Red Sox DFA Pedro Beato
To make room for newly signed Ryan Dempster, the Red Sox have designated Pedro Beato for assignment. Should the Mets scoop him up?
I know the Mets’ 40-man roster was so full of incredibly talented players that there was no flexibility to participate in the Rule 5 Draft. However, I notice that the 40-man roster posted on Mets.com currently has only 38 players, and one of those players is Collin McHugh. Assuming that the Mets don’t want to fill one of those precious open spots, would you consider adding Beato and removing McHugh?
I sincerely doubt that if the Mets DFA McHugh, anyone is going to run and scoop him up. Maybe the Astros? Even if the Mets were to lose McHugh, my feeling is that Beato has more potential to help the Mets in 2013 and beyond.
McHugh is 25 years old, turning 26 in June. Beato just turned 26 in October. McHugh has never been more than an average innings eater in the middle of a minor league team’s rotation. Beato was looking like a decent middle reliever in 2011 before overuse led to a sore elbow; he was similarly fatigued late in the season. And now that the Mets clubhouse is rid of Josh Thole‘s sensitive feelings, maybe he can return. After a very short experiment as a starting pitcher in Buffalo, Beato returned to the bullpen and pitched OK — not great — at AAA before four terrible innings with the big club and eventually, getting shipped to Boston for a month and a half of Kelly Shoppach. Beato still throws a heavy sinker as well as two other plus pitches; perhaps if he’s used more judiciously, he can be a reliable 6th- or 7th-inning option. With a little luck, he might one day develop into a formidable 7th-inning guy who can be a spot setup man.

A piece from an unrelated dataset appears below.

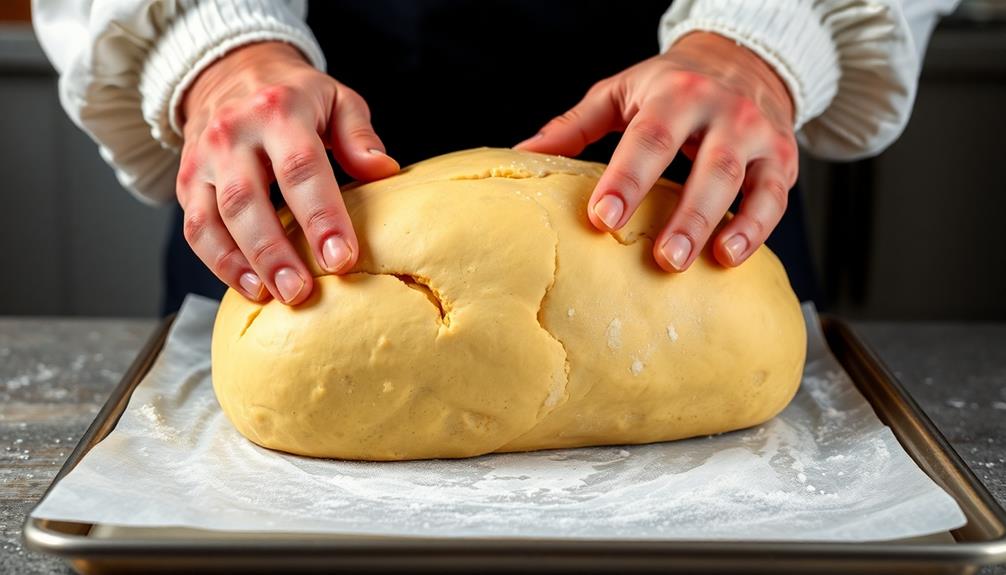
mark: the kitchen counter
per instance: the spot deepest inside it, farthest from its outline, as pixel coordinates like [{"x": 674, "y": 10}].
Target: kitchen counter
[{"x": 55, "y": 374}]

In contrast, Collin McHugh pretty much is what he is — a strike-thrower with an ordinary fastball, average secondary stuff, and not enough velocity nor movement to succeed in MLB. In short, he’s a poor-man’s Jeremy Hefner.
Caveat: I’m basing my opinion of McHugh on what my eyes saw of him in his 8-game, 21-inning audition with the Mets late last season. Not the numbers, but what I saw, which was a straight, 87-89 MPH fastball, a tight, but slow, 12-6 curve, and a rinky-dink slider that was more of a change-up than a swing-and-miss pitch. However, his minor league numbers are sparkling — particularly his career 9 K/9 rate and last year’s 1.14 WHIP (between AAA and AA). Various scouting reports also say his fastball was 92-93. So, maybe McHugh was out of gas when we saw him, and/or pitching with an injury. If indeed McHugh is much better than what he showed in September 2012, then I understand why the Mets might not want to drop him from the 40-man roster.
In which case, there are still two open slots with which a pitcher like Beato could fill. Yes, I realize the Mets need that “flexibility” for upcoming moves and acquisitions — at which point, they can change their mind about Beato (or someone else). That’s the beauty of the 40-man roster — it’s not set in stone.
I see no harm in bringing back Beato, so long as the roster situation is worked out. I agree that Beato can be more valuable in 2013, but I am not ready to give up on McHugh for nothing. I also agree with the notion that McHugh was gassed for his big league stint. Start him in AAA Vegas and see if he can further refine his stuff. He could be another Dillon Gee, which has value either with the team or in a trade. They may be able to bring Beato to camp without initially putting him on the roster.
The part that bothers me is the “Mets did get rid of Beato a reason.” Was it a physical issue? Was it an attitude issue? Maybe there’s still something lingering about the Thole apology?
Thole was so incredibly over-valued, over-protected, and over-lauded by Collins that one has to wonder about that. My personal theory that has no factual support is that TC saw Thole as another version of himself – extremely hard working, great attitude, eager to please the coach/manager, but not blessed with MLB skills, while Beato has a god-given 95+ MPH fastball and maybe doesn’t have the attitude and/or work ethic of Thole (again, this is a guess). Collins clearly blew that situation way out of proportion publicly, which makes me wonder if it was a straw breaking the camel’s back.
I’m pretty certain Thole couldn’t call a game because the pitch calling came from the dugout. I can understand the game being called from the bench in a catcher’s rookie season — I did the same coaching first-year catchers at the college level. But eventually you have to trust the catcher to call the game himself, because he has the best perspective of the pitches coming in, the pitcher’s confidence level, the batters’ nuances, the umpire’s tendencies, and a number of other little things that go into deciding what pitch to call.
But there’s more to catching than just pitch calling — much of it has to do with gaining a pitcher’s confidence; feeding a pitcher’s ego; keeping him calm and focused, yet aggressive; getting the entire defense to work together; working with the umpire; getting into the batters’ heads; and establishing leadership of the defense. It takes a special, “type-A” personality, thick skin, people skills, and understanding of human behaviors — none of which can be measured with any advanced statistics.